FAQ

import Error

Error I: Cannot find the extension library(_C.so)

Solution:

  • Make sure that the horizon_plugin_pytorch version corresponds to the cuda version.
  • In python3, find the execution path of horizon_plugin_pytorch and check for .so files in that directory. There may be multiple versions of horizon_plugin_pytorch at the same time, so you need to uninstall it and keep only the one you need.

Error II: RuntimeError: Cannot load custom ops. Please rebuild the horizon_plugin_pytorch

Solution: check if the local CUDA environment is OK, such as path, version, etc.

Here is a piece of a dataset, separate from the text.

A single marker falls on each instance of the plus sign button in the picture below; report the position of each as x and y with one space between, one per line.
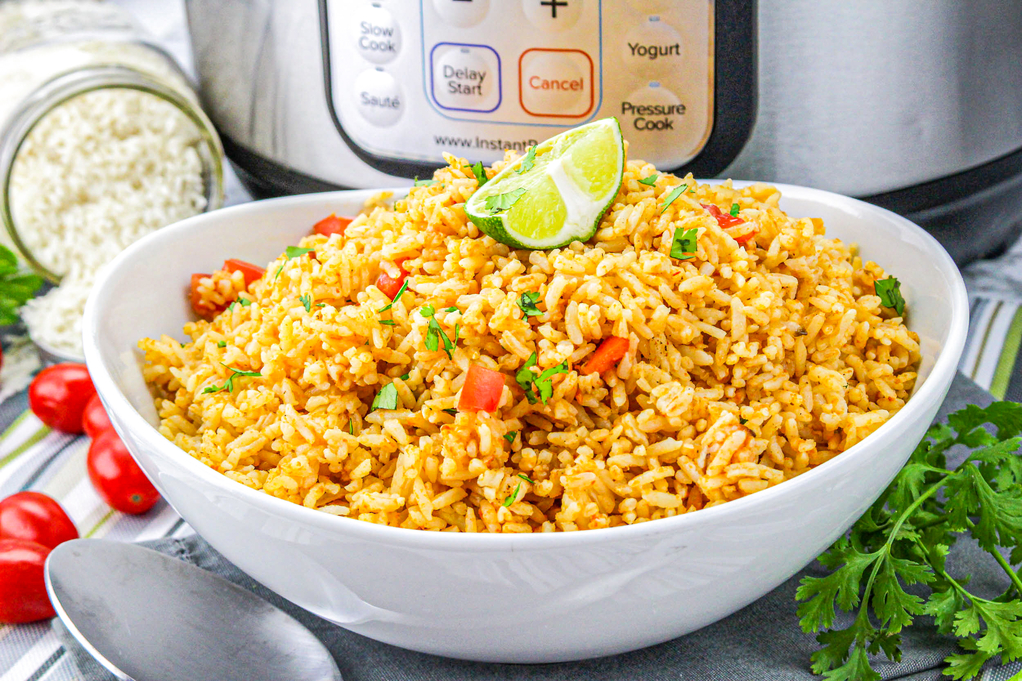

Unable to prepare_calibration/qat

RuntimeError: Only Tensors created explicitly by the user (graph leaves) support the deepcopy protocol at the moment

Solution: generally it is the inclusion of a non-leaf tensor in the model that causes this error, try the following:

  • Set the inplace of prepare_calibration/qat to True.
  • This error does not occur with normal horizon_plugin_pytorch definitions operators, check if there is a non-leaf tensor defined for the customized operator in the model.

forward Error after prepare_qat

TypeError: when calling function <built-in method conv2d of type object at >

Solution: the customized operator inherits the Module operator of a torch, which results in prepare_qat not being converted to a qat module. it is recommended to use the submodule method to call conv2d.

Quantized Accuracy Anomaly

The QAT/Quantized accuracy is not as expected, there is a NAN, or the initial QAT loss is clearly anomalous with respect to float.

Solution: please refer to the section Accuracy Tuning Tool Guide.